Persistent storage is recommended for models; attach a volume to mount SavedModels at runtime.

Repository layout

tensorflow-serving/
├── Dockerfile              # Must be at repo root for auto-detection
├── models/my_model/        # SavedModel directory (versioned: 1/)
└── README.md

Keep secrets out of Git; store them in Klutch.sh environment variables.

Installation (local) and starter commands

Build and run locally (serving a sample model):

docker build -t tfserving-local .
docker run -p 8501:8501 \
  -e MODEL_NAME=my_model \
  tfserving-local

Dockerfile for TensorFlow Serving (production-ready)

Place this at the repo root; Klutch.sh auto-detects Dockerfiles.

FROM tensorflow/serving:latest

ENV MODEL_NAME=my_model
ENV MODEL_BASE_PATH=/models

COPY models /models

EXPOSE 8501
CMD ["tensorflow_model_server", "--rest_api_port=8501", "--model_name=${MODEL_NAME}", "--model_base_path=${MODEL_BASE_PATH}/${MODEL_NAME}"]

Notes:

Pin to a specific tag (e.g., tensorflow/serving:2.14.1) for stability.
REST is exposed on 8501; gRPC (8500) is not used here to align with single-port routing.

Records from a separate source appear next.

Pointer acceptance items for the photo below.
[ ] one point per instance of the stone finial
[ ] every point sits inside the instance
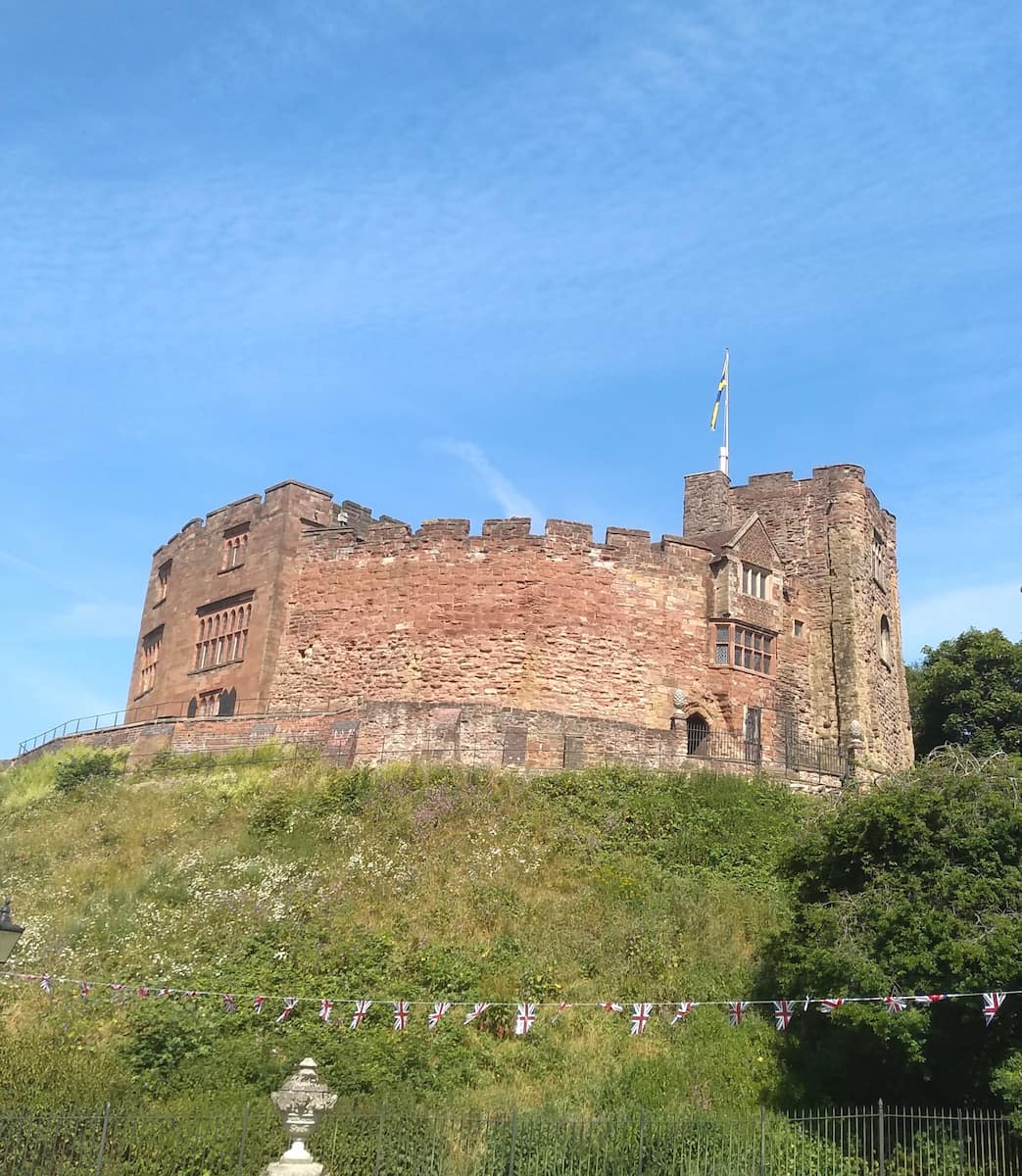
(301, 1102)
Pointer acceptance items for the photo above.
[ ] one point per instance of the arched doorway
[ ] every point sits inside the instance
(698, 732)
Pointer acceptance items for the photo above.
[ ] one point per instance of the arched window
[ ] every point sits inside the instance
(698, 735)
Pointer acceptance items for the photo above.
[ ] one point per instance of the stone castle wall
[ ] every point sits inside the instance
(541, 622)
(341, 612)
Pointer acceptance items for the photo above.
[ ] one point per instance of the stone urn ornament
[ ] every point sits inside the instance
(301, 1102)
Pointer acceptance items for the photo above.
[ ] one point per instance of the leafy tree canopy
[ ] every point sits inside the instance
(914, 887)
(968, 691)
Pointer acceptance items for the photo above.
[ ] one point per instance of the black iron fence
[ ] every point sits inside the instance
(391, 1141)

Environment variables (Klutch.sh)

Set these before deploying:

PORT=8501
MODEL_NAME=my_model
MODEL_BASE_PATH=/models

If deploying without the Dockerfile and relying on Nixpacks:

NIXPACKS_START_CMD=tensorflow_model_server --rest_api_port=8501 --model_name=$MODEL_NAME --model_base_path=$MODEL_BASE_PATH/$MODEL_NAME

Attach persistent volumes

Add storage in Klutch.sh (path and size only):

/models — SavedModel directories (versioned).

Ensure the path is writable inside the container.

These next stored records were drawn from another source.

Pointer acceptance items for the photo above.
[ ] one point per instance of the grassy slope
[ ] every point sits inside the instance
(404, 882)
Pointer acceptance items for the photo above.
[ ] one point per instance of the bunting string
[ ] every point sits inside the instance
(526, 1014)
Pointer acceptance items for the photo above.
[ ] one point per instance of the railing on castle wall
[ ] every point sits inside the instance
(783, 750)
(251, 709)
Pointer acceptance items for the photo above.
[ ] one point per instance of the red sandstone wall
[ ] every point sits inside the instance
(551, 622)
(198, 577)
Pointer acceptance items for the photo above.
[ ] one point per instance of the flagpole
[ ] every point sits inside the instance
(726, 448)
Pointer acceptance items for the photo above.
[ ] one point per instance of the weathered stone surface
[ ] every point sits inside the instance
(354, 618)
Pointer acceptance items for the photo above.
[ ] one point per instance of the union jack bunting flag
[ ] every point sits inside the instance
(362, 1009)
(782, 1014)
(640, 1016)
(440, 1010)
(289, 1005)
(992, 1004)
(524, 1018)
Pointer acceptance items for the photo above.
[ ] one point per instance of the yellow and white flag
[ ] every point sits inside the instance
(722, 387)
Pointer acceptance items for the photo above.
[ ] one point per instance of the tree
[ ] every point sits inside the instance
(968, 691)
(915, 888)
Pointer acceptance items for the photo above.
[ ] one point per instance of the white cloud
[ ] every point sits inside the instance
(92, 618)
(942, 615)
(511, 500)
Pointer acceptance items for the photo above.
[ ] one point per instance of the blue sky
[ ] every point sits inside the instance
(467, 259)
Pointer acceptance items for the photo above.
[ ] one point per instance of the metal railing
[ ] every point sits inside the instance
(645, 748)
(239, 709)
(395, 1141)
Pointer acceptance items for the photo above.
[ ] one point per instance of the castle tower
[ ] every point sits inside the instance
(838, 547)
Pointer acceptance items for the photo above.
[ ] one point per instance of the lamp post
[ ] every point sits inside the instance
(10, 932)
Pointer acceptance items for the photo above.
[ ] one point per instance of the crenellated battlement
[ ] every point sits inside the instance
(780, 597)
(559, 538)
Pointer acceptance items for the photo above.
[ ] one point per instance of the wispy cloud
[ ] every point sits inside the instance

Deploy TensorFlow Serving on Klutch.sh (Dockerfile workflow)

Push your repository—with the Dockerfile and models/ directory at the root—to GitHub.
Open klutch.sh/app, create a project, and add an app.
Select HTTP traffic and set the internal port to 8501.
Add the environment variables above (model name/base path) and any app-specific secrets.
Attach a volume at /models sized for your SavedModels.
Deploy. Your REST endpoint will be reachable at https://example-app.klutch.sh/v1/models/:predict.

Sample inference request

curl -X POST https://example-app.klutch.sh/v1/models/my_model:predict \
  -H "Content-Type: application/json" \
  -d '{"instances": [[1.0, 2.0, 5.0]]}'

Health checks and production tips

Add an HTTP readiness probe to /v1/models/${MODEL_NAME} for basic status.
Pin image versions and test upgrades in staging before production rollout.
Monitor /models volume usage; resize proactively as you add versions.
Keep large models in object storage and sync them into /models during build or startup if needed.

TensorFlow Serving on Klutch.sh delivers reproducible Docker builds, managed secrets, and persistent model storage—without extra YAML or CI steps. Configure ports, env vars, and storage, then start serving predictions.